In this new article, I conclude that Hamlet probably came ultimately from Gaelic Admlithi: a name attached to a player (or ‘mocker’) in a strange and violent medieval Irish tale known in English as ‘The Destruction of Da Derga’s Hostel’. If I’m right, this means that some version of the Hamlet-name was associated with players hundreds of years before Shakespeare lived or wrote.
 And she gives an interesting argument which you really should read in full.

But I'd like to see if anyone has ever traced the story of Hamlet to the Old Irish story The Destruction of Dind Ríg.

In that tale, Loegaire Lorc is king of Ireland, and his brother Cobthach is a petty king of Bregia. Out of envy, Cobthach kills Loegaire, and then proceeds to kill his nephew Ailill. He only leaves Ailill's son, Moen Ollam, who is driven mute by the events, until he was an adult. Then, upon being struck, he regains the ability to speak, and is renamed Labraid. His uncle welcomes him to a banquet at Tara, but then has him driven out because the people say that Labraid is more generous than Cobthach. Labraid/Moen goes off into exile, and then takes on a wife and allies. They plot to return to Cobthach's lands, and proceed, using both force and a magic harp that puts people to sleep, to sack the stronghold Dind Ríg.
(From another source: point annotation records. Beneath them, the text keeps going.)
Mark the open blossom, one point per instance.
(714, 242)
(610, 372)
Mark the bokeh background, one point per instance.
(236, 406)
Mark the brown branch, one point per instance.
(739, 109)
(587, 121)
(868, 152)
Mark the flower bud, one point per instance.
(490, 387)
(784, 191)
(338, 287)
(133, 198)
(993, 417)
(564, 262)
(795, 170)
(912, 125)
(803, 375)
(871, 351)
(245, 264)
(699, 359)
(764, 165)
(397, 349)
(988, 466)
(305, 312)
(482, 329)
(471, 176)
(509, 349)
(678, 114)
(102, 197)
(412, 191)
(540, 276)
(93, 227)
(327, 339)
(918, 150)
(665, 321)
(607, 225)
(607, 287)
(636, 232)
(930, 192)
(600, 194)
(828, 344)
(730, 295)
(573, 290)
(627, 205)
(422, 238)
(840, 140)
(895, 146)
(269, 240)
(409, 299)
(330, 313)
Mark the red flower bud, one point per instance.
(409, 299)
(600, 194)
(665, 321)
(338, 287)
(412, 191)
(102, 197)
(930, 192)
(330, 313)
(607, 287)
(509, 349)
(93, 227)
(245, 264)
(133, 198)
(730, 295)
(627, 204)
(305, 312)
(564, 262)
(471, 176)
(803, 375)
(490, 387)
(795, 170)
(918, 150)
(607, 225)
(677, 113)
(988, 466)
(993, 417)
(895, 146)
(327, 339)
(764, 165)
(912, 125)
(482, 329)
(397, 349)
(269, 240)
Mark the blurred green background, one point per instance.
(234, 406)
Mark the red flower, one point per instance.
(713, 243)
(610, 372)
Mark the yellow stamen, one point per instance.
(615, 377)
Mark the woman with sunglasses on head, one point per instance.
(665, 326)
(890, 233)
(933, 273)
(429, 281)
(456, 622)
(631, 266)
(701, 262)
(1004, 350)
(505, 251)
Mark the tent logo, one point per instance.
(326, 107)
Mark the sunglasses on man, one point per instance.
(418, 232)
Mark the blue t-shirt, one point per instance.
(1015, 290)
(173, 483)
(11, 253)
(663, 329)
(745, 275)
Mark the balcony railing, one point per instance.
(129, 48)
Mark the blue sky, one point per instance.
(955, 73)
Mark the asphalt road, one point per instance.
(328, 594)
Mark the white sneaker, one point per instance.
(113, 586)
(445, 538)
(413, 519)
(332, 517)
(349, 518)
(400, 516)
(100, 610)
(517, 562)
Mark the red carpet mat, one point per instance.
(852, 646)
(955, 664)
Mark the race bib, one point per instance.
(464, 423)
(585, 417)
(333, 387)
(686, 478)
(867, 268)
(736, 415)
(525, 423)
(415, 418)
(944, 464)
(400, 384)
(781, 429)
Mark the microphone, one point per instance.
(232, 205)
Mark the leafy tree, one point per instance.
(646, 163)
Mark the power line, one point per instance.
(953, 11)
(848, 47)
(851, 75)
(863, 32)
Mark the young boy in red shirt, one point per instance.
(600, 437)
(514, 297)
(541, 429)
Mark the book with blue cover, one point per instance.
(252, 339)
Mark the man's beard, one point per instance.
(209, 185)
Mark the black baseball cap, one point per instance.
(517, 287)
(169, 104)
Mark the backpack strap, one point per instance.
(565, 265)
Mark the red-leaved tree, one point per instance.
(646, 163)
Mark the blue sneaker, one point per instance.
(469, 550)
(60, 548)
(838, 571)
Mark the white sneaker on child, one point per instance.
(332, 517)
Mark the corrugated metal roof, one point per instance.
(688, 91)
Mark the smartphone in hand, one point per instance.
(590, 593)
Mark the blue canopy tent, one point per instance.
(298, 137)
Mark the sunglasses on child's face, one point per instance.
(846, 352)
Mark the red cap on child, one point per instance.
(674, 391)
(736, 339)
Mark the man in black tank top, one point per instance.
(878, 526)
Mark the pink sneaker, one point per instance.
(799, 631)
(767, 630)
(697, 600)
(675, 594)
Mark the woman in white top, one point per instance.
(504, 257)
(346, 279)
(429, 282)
Cobthach and his great-nephew make peace, and Labraid/Moen rules over Leinster. But he isn't satisified, sicne he still hasn't had revenge over his great-uncle for the murder of his father and grandfather. Labraid/Moen constructs a house of iron, and invites Cobthach and his people into it for a feast--but Cobthach would only enter if Labraid/Moen's own mother was also in the house. And so they enter to feast, while outside, Labraid's men start building a fire. They point out that his mother is still in the house, but she tells him to go through with it. And so Cobthach is killed, as is Labraid's mother. But unlike Hamlet, Labraid survives.

It's not hard to see some parallels with Hamlet: the murderous brother; the muteness perhaps akin to Hamlet's madness; the exile and return in order to get revenge; the uncle inadvertently killing the mother. If Hamlet's name comes from Irish is it possible that his story--deriving from an unrelated source, though both stories deal with the destruction of a royal house--does as well? That it somehow filtered into medieval Norse literature?

Sure? Why not? But then again, how would it have happened? I don't know, but I'd be curious to find out.